Relief is on tap for residents of Little Rocky Hill, now that the Township Council has taken the first steps in replacing the Route 27 water main.
The council at its August meeting introduced a $210,000 ordinance for engineering work for the new main, and passed a resolution giving that engineering work to Hatch Mott MacDonald.
The actual engineering services are not to exceed $182,300, according to the resolution. The difference in the ordinance’s total and the resolution’s is due to fees associated with a bonding ordinance.
Several area residents were on hand at the council meeting to reinforce the need for the work and to thank the council for taking the action.
Any relief brought by the main probably won’t be felt until the end of 2014 or the beginning of 2015, the council was told.
Township engineer Tom Zilinek told the council that the design stage alone would take about six months.

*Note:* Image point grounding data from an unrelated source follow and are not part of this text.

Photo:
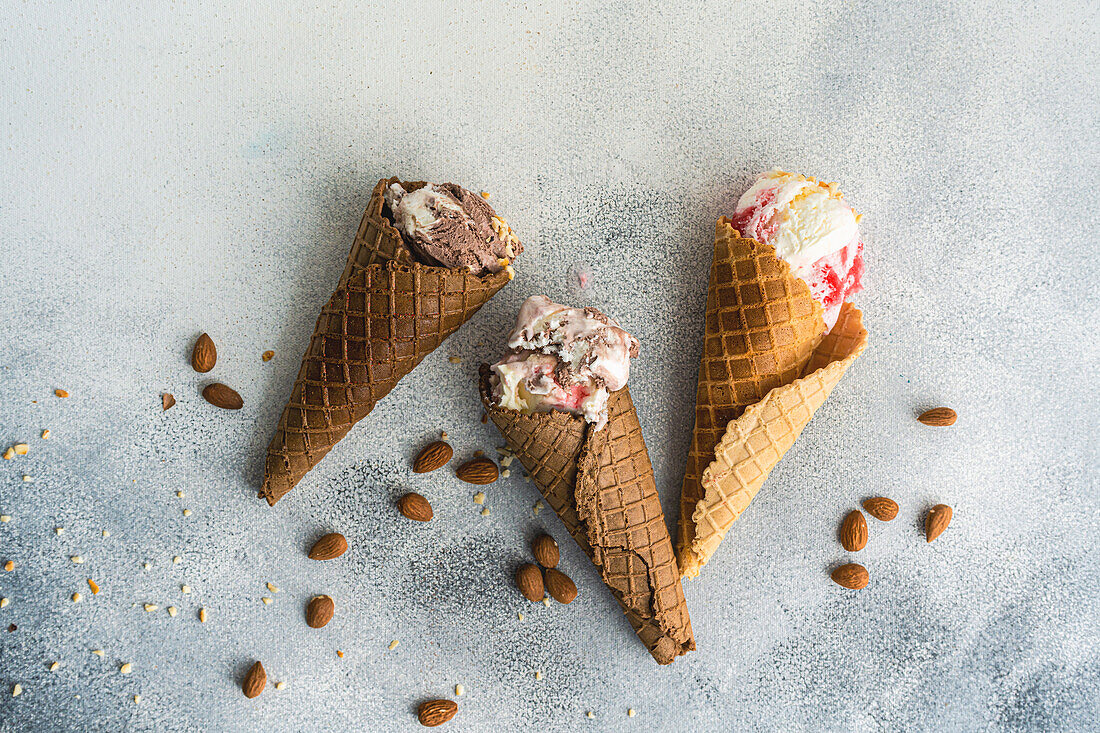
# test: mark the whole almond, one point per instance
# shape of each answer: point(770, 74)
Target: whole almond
point(319, 611)
point(560, 587)
point(436, 712)
point(936, 521)
point(204, 356)
point(254, 681)
point(854, 532)
point(529, 582)
point(433, 456)
point(851, 576)
point(881, 507)
point(219, 395)
point(938, 416)
point(546, 551)
point(480, 471)
point(329, 547)
point(415, 507)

Within that six-month period, he said, the necessary permits from the state Department of Environmental Protection would have to be won.
“At some point within the design process, the council will have to approve” the project’s total cost, he said.
The project should go out to bid sometime next March or April, and construction could be anywhere from three to six months after that, Zilinek said.
“One thing that will slow down construction is how much rock they hit,” he said. “We’ll have to see what kind of rock is out there.”
The project involves replacing an old main that is supplied by the South Brunswick Water Division, said Township Manager Robert G. Vornlocker, Jr.
The new main would be connected to the township’s water main, he said. He said the township’s water line did not extend that far south at the time the Little Rocky Hill main was installed, thus necessitating its connection to South Brunswick’s.
Mayor Brian D. Levine said the project’s total construction cost would be “a couple million dollars.”
The public hearing on the water main bonding ordinance is set for the council’s Sept. 10 meeting.